Banalisation de la banalisation

On pourrait donc dire que même la banalisation se banalise. C’est terrible… mais rien de plus banal désormais que la banalisation, ou le risque de. D’une certaine manière, c’est presque le contraire d’un paradoxe : la banalisation coïncide enfin avec elle-même. 

Et dire qu’on craint la banalisation revient à échanger une banalité. Rien de nouveau sous le soleil, depuis l’avènement de la démocratie. Et même avant : 

“À partir du moment où les citoyens ont possédé la terre, tous les procédés qui se découvrent, tous les besoins qui viennent à naître, tous les désirs qui demandent à se satisfaire, sont des progrès vers le nivellement universel : le goût du luxe, l’amour de la guerre, l’empire de la mode, les passions les plus superficielles du cœur humain comme les plus profondes…”

Partant de ce constat de nivellement universel (et c’est Alexis de Tocqueville qui le fait… toujours bien à citer Tocqueville, d’ailleurs, dès qu’on parle uniformisation, conformisme ou standardisation), partant, donc, de ce mouvement inéluctable qui fait que tout s’égalise, et même le pire…, qu’est-ce qui fait qu’on en soit encore à alerter sur des phénomènes de banalisation ? 

Et à quel moment on se dit que c’est un argument payant pour éveiller les consciences, sachant qu’en plus, tout le monde l’utilise et que tout semble susceptible d’être banalisé ? Car c’est bien ça le paradoxe : pas que la banalisation soit banale, mais de penser qu’en parlant toutes et tous de banalisation, on peut quand même la rendre exceptionnelle. 

S'en distinguer

Dans la mesure où tout se banalise, pourquoi le signaler ? pourquoi ne pas parler directement de ce qui est précisément en train de se banaliser ? et se passer de ce lieu commun de la banalisation ? 
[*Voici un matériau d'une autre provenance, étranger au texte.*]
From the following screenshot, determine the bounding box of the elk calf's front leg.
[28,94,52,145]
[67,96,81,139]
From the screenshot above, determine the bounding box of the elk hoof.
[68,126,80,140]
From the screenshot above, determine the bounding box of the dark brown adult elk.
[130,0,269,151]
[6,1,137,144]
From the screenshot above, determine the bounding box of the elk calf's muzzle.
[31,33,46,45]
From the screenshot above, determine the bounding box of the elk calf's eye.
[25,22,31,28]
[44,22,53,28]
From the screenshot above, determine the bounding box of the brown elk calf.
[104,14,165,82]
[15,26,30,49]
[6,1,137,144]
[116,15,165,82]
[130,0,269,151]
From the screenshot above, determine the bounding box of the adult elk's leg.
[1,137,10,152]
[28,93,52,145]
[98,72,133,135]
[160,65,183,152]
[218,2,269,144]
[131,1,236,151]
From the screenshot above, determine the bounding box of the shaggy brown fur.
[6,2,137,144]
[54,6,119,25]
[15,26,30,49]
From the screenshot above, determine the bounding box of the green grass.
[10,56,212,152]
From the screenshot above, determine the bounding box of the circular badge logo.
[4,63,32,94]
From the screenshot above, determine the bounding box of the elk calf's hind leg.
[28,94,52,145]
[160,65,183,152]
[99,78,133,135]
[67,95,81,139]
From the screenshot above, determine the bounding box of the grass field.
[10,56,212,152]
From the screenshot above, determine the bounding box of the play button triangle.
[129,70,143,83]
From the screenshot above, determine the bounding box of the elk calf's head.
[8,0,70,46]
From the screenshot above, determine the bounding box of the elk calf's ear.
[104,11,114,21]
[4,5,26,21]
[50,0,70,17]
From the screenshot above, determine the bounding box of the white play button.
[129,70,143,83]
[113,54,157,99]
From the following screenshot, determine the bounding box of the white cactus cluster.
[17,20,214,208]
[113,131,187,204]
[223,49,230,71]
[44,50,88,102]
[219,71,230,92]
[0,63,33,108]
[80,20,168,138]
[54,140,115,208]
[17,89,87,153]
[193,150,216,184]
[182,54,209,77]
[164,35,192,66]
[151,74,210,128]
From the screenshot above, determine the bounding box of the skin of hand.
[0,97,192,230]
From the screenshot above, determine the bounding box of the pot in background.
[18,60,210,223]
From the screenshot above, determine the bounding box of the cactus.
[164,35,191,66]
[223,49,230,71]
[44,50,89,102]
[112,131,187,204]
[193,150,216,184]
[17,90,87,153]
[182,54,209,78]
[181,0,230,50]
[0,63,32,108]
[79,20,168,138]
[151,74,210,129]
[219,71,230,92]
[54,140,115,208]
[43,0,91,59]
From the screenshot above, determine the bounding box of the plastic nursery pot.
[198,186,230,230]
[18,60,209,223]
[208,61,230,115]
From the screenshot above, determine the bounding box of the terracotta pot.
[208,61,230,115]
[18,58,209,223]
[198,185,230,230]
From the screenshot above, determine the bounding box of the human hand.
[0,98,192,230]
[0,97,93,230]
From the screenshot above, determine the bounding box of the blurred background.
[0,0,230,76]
Lieu d’autant plus commun qu’il ne fait pas seulement partie du vocabulaire qu’on rencontre chaque jour dans les infos, mais qu’on le vit chaque jour en notre for intérieur. Car oui, avant de craindre que le covid ou le bio ne se banalisent, notre 1ère crainte, c’est de l’être, nous. Pas banalisé, mais terriblement banal. 

Personne n’a envie d’être banal, et donc, tout le monde le devient. Et au moins, parce qu’on partage tous cette crainte de la non-distinction, de la non-reconnaissance.
C’est d’ailleurs le problème de la banalisation, son comble : elle est non seulement inéluctable, dans les faits, mais impossible à contourner, en théorie. 

Sauf, justement, à ne pas tenter de s’en alerter. Vive la banalisation, c’est le meilleur moyen de s’en distinguer.